Example 2: Identifying Potential Biomarkers of Non-Small Cell Lung Cancer Through GO Enrichment Analysis of scRNA-Seq Data
.image-100[]
Speaker Notes
-
Non-small cell lung cancer (NSCLC) is the most prevalent lung cancer. This study aims to identify gene biomarkers for NSCLC diagnosis and prognosis using single-cell RNA sequencing (scRNA-seq) data and bioinformatics techniques.
-
158 differentially expressed genes (DEGs) were identified, comprising 48 upregulated and 110 downregulated genes.
-
Gene Ontology enrichment was then conducted on the differentially expressed genes (Marker genes), statistical testing was performed on each GO term and only GO terms with P-value < 0.01 were selected.
Results interpretation
.image-100[]
Purpose and Importance
.image-100[]
Speaker Notes
- To conclude, GO enrichment analysis helps scientists make sense of large gene lists by pointing out which biological processes, functions, or cellular locations are most relevant.

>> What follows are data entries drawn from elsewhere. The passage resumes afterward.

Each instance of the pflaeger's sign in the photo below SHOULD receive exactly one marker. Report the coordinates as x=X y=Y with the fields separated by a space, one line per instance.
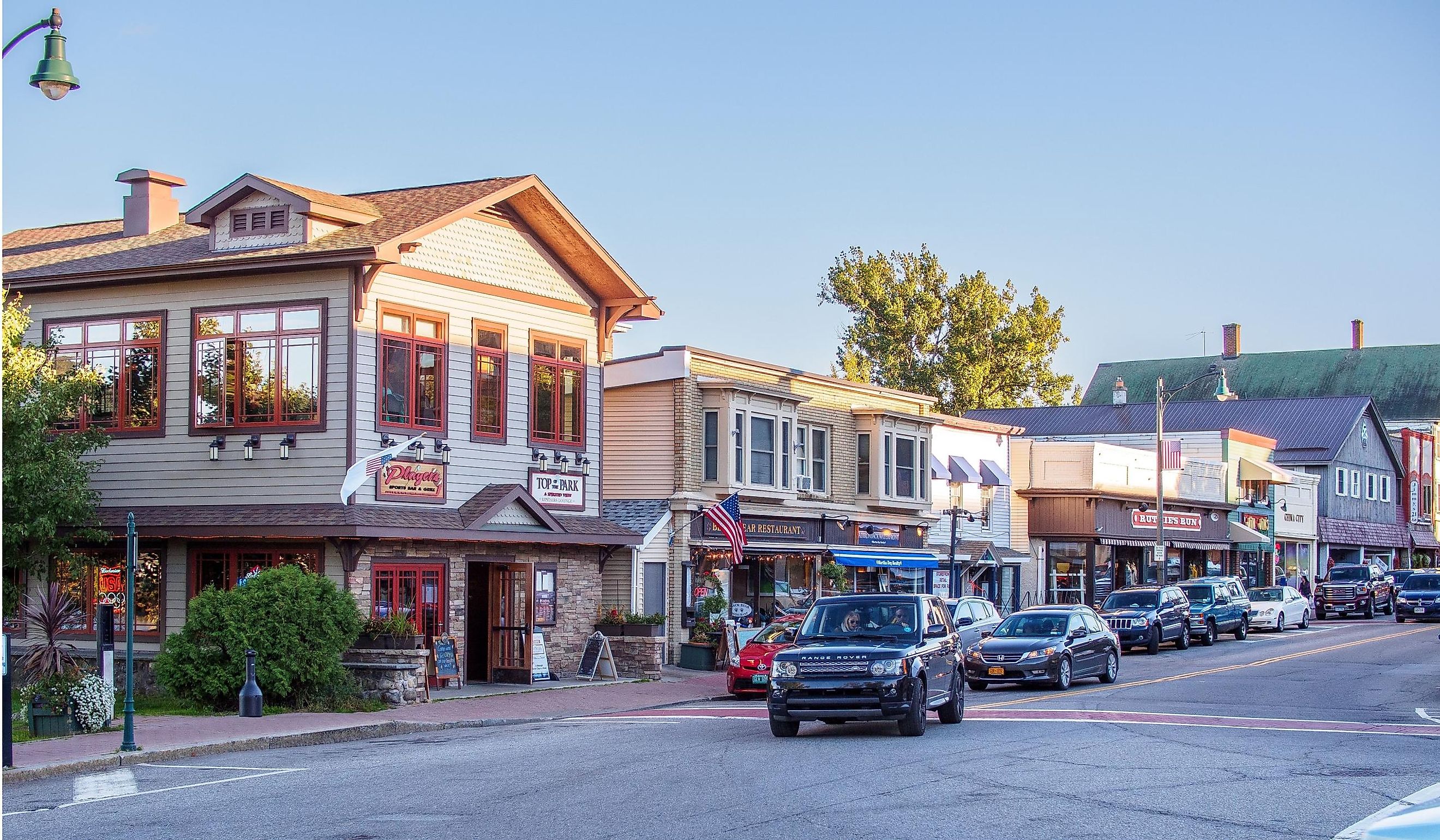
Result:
x=411 y=482
x=562 y=492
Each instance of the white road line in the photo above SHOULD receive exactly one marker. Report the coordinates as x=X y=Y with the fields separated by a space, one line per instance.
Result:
x=1358 y=829
x=158 y=791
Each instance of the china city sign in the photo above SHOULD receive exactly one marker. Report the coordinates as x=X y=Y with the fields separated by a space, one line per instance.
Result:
x=1173 y=520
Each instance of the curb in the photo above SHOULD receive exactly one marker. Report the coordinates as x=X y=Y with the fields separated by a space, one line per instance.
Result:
x=340 y=735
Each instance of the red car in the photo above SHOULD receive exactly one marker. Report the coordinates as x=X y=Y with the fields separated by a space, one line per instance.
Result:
x=752 y=673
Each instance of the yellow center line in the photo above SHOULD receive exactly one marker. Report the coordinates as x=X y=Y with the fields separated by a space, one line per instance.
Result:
x=1223 y=669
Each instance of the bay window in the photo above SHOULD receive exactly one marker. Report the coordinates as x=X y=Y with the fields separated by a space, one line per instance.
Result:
x=556 y=391
x=126 y=352
x=412 y=368
x=258 y=367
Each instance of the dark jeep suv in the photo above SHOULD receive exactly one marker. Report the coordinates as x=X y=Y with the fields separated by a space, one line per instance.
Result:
x=869 y=657
x=1148 y=616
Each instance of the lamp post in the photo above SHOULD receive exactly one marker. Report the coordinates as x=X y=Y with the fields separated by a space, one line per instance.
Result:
x=1162 y=397
x=54 y=75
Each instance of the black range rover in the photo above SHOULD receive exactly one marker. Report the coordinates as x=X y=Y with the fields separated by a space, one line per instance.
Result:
x=869 y=657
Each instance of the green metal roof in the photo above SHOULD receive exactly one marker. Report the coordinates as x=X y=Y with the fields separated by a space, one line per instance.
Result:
x=1403 y=381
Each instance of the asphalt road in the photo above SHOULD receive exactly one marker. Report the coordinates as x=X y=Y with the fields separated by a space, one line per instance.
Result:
x=1189 y=758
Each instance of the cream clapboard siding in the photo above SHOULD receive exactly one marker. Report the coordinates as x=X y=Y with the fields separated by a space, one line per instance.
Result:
x=478 y=464
x=176 y=469
x=640 y=441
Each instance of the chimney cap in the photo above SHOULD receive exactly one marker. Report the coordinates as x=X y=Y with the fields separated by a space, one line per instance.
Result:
x=149 y=175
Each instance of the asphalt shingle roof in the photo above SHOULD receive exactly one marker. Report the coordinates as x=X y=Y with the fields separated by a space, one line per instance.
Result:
x=1405 y=381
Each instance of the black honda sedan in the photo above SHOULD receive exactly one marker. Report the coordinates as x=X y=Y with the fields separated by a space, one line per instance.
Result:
x=1045 y=645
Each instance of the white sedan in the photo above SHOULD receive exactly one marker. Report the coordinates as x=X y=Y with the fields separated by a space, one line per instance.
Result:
x=1279 y=607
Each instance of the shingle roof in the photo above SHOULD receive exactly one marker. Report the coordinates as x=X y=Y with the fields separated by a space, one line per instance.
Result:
x=1405 y=381
x=98 y=247
x=1305 y=430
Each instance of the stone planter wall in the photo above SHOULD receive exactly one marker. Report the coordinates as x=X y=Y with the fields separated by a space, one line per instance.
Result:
x=638 y=656
x=395 y=676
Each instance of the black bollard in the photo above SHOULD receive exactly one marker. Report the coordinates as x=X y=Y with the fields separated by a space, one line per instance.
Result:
x=253 y=702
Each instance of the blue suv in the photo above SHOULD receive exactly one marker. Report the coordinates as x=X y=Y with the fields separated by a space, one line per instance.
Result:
x=1217 y=605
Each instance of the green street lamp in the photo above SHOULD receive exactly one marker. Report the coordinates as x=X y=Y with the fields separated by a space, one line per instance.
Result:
x=54 y=75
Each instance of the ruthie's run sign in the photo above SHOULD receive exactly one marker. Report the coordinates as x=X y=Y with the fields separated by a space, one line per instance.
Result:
x=411 y=482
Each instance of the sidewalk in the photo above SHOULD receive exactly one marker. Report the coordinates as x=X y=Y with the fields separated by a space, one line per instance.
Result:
x=169 y=737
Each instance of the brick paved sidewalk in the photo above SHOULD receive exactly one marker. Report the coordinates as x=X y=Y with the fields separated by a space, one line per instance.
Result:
x=175 y=733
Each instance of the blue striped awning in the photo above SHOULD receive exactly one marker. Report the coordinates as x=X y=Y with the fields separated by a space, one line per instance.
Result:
x=895 y=560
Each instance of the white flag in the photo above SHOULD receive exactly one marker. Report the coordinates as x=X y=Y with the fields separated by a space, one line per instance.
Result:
x=362 y=470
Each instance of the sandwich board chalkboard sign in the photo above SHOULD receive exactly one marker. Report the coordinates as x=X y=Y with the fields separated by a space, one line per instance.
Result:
x=597 y=659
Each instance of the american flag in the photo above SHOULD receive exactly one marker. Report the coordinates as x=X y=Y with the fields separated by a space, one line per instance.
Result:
x=726 y=516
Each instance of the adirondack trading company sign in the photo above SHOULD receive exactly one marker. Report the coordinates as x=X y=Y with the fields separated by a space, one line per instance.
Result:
x=565 y=492
x=411 y=482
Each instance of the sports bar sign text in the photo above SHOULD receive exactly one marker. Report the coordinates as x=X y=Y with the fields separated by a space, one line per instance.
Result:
x=1173 y=520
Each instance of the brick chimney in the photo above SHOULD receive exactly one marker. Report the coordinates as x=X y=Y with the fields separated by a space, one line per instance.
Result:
x=1232 y=344
x=150 y=207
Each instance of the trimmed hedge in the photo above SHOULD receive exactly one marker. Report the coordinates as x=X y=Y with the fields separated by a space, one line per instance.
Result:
x=297 y=623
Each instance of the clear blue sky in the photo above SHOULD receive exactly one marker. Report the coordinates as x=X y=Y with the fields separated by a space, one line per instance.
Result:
x=1158 y=169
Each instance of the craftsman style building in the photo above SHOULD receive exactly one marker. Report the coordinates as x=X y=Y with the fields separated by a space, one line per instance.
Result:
x=258 y=346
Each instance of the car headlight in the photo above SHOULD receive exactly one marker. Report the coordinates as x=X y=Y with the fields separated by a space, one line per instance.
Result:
x=887 y=668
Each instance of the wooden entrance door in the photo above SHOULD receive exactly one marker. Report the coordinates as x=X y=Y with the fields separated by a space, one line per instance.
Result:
x=512 y=607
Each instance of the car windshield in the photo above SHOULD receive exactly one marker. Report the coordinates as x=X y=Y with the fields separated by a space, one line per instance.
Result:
x=862 y=619
x=1198 y=594
x=1037 y=626
x=1350 y=574
x=774 y=633
x=1130 y=601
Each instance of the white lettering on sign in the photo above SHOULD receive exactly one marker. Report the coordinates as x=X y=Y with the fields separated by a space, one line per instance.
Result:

- Instead of looking at each gene individually, it allows researchers to focus on broader biological themes, making it easier to interpret the data.
Key Points
- GO enrichment analysis helps identify which biological processes, molecular functions, and cellular components are significantly represented in a set of genes.
- The analysis employs statistical methods to determine whether the observed enrichment of GO terms is greater than what would be expected by chance.